If the dataframe is to be saved, table_name is expected. If a table_name is passed, it is MANDATORY to set adls_name, container and schema. schema_suffix can be avoided, but will be handled with those configurations.
launch_reference, scala_run_id and other_conf are optional, and if missing will be ignored.
Args
spark
:SparkSession
- current spark session.
sdf
:Optional[DataFrame]
, optional- dataframe to save as a temporary view. Defaults to None.
view_name
:Optional[str]
, optional- view name for the dataframe; unused if sdf is not provided. Defaults to None.
select_cols
:Optional[List[str]]
, optional- columns to keep from sdf; unused if sdf is not provided. Defaults to None.
round
:bool
, optional- whether to round double columns in sdf; unused if sdf is not provided. Defaults to False.
table_name
:Optional[str]
, optional- name of the table where data in sdf will be saved. Defaults to None.
adls_name
:Optional[str]
, optional- name of the datalake holding the container, schema and table where data in sdf will be written; unused if table_name is not provided.

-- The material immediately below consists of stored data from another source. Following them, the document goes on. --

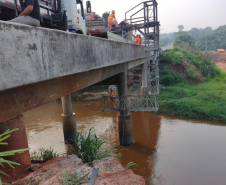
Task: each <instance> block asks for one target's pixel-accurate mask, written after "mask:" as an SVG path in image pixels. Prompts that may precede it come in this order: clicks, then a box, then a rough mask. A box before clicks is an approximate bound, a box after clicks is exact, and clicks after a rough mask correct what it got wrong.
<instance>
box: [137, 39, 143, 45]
mask: <svg viewBox="0 0 226 185" xmlns="http://www.w3.org/2000/svg"><path fill="white" fill-rule="evenodd" d="M142 40H143V39H142V37H140V38H139V43H138V44H140V45H141V44H142Z"/></svg>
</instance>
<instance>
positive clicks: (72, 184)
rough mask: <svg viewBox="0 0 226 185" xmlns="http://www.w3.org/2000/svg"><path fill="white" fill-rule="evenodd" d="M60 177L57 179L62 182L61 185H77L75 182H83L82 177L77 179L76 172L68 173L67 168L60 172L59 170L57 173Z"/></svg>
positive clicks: (77, 182) (78, 183) (80, 182)
mask: <svg viewBox="0 0 226 185" xmlns="http://www.w3.org/2000/svg"><path fill="white" fill-rule="evenodd" d="M59 176H60V178H59V179H58V181H59V182H60V183H61V184H62V185H77V184H81V183H84V182H83V181H84V179H79V178H78V176H77V174H76V173H75V174H70V172H69V170H64V171H62V172H60V174H59Z"/></svg>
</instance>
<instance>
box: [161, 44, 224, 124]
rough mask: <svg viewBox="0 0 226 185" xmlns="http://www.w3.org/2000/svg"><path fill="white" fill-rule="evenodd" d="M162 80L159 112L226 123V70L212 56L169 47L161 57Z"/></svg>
mask: <svg viewBox="0 0 226 185" xmlns="http://www.w3.org/2000/svg"><path fill="white" fill-rule="evenodd" d="M189 63H190V64H189ZM160 83H161V85H162V86H161V91H160V95H159V107H160V108H159V111H158V112H159V113H163V114H166V115H170V116H179V117H184V118H195V119H206V120H211V121H217V122H224V123H226V115H225V111H224V110H225V109H226V104H225V102H226V94H225V91H226V73H225V72H224V71H222V70H220V69H219V68H218V67H217V66H216V65H215V63H214V62H213V61H211V60H210V58H208V57H206V56H204V55H203V54H200V53H198V54H197V55H194V54H191V53H189V52H187V51H185V50H182V49H180V48H174V49H172V50H169V51H167V52H165V53H164V54H163V56H162V59H161V61H160Z"/></svg>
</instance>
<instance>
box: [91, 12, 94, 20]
mask: <svg viewBox="0 0 226 185" xmlns="http://www.w3.org/2000/svg"><path fill="white" fill-rule="evenodd" d="M94 14H95V12H91V13H90V20H91V21H93V20H95V18H94Z"/></svg>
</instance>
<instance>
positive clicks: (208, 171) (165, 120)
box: [24, 101, 226, 185]
mask: <svg viewBox="0 0 226 185" xmlns="http://www.w3.org/2000/svg"><path fill="white" fill-rule="evenodd" d="M101 108H102V107H101V102H73V110H74V112H75V114H76V120H77V129H78V131H81V130H82V129H84V130H86V131H88V130H89V129H90V128H91V127H94V128H95V132H96V134H97V135H99V136H100V135H105V136H106V138H107V139H108V141H110V142H111V143H114V144H115V145H116V147H117V148H118V149H123V150H122V151H121V153H122V155H123V157H122V159H121V162H122V164H123V165H124V166H125V165H126V164H127V163H129V162H134V163H136V164H137V165H138V166H135V167H133V168H134V169H135V170H134V173H136V174H138V175H141V176H143V177H144V178H145V179H146V182H147V184H149V185H226V160H225V158H226V147H225V140H226V127H225V125H224V124H219V123H213V122H208V121H203V120H184V119H178V118H175V117H167V116H163V115H158V114H154V113H142V112H141V113H132V117H133V132H134V141H135V143H134V144H133V145H131V146H128V147H121V146H119V144H118V133H117V122H116V117H117V113H103V112H102V110H101ZM61 114H62V107H61V102H59V101H54V102H52V103H49V104H46V105H44V106H41V107H38V108H36V109H33V110H31V111H29V112H26V113H25V114H24V119H25V125H26V129H27V135H28V142H29V147H30V148H31V151H34V150H38V149H39V148H49V147H52V148H53V149H54V150H55V151H57V152H59V153H65V152H66V146H65V144H64V140H63V130H62V124H61Z"/></svg>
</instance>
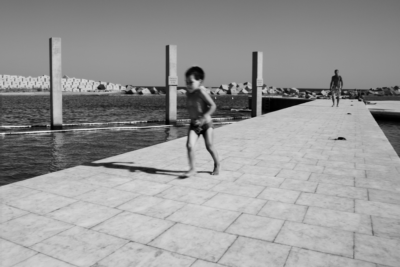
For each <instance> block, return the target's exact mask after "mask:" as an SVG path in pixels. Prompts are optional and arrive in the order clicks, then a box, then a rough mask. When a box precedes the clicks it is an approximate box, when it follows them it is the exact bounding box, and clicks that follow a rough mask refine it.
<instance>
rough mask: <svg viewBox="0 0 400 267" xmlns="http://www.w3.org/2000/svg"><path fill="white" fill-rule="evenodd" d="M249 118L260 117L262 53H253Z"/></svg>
mask: <svg viewBox="0 0 400 267" xmlns="http://www.w3.org/2000/svg"><path fill="white" fill-rule="evenodd" d="M251 82H252V94H251V96H252V103H251V116H252V117H256V116H261V115H262V92H261V89H262V86H263V84H264V81H263V53H262V52H253V68H252V80H251Z"/></svg>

Defaults to None.
container
:Optional[str]
, optional- name of the container holding schema and table where data in sdf will be written; unused if table_name is not provided. Defaults to None.
schema
:Optional[str]
, optional- schema holding the table where data in sdf will be written; unused if table_name is not provided. Defaults to None.
- schema_suffix (Optional[Literal["_of", "_oi", ""]], optional): schema suffix; unused if table_name is not provided. Defaults to None.
launch_reference
:Optional[str]
, optional- current launch reference. Defaults to None.
scala_run_id
:Optional[str]
, optional- run id for the scala writing. Defaults to None.
other_conf
:Optional[Dict[str, Any]]
, optional- optional configurations. Defaults to None.
Raises
ValueError
- if an sdf is passed, a view_name must be provided.
ValueError
- if table_name is provided, also adls_name, container and schema must be provided.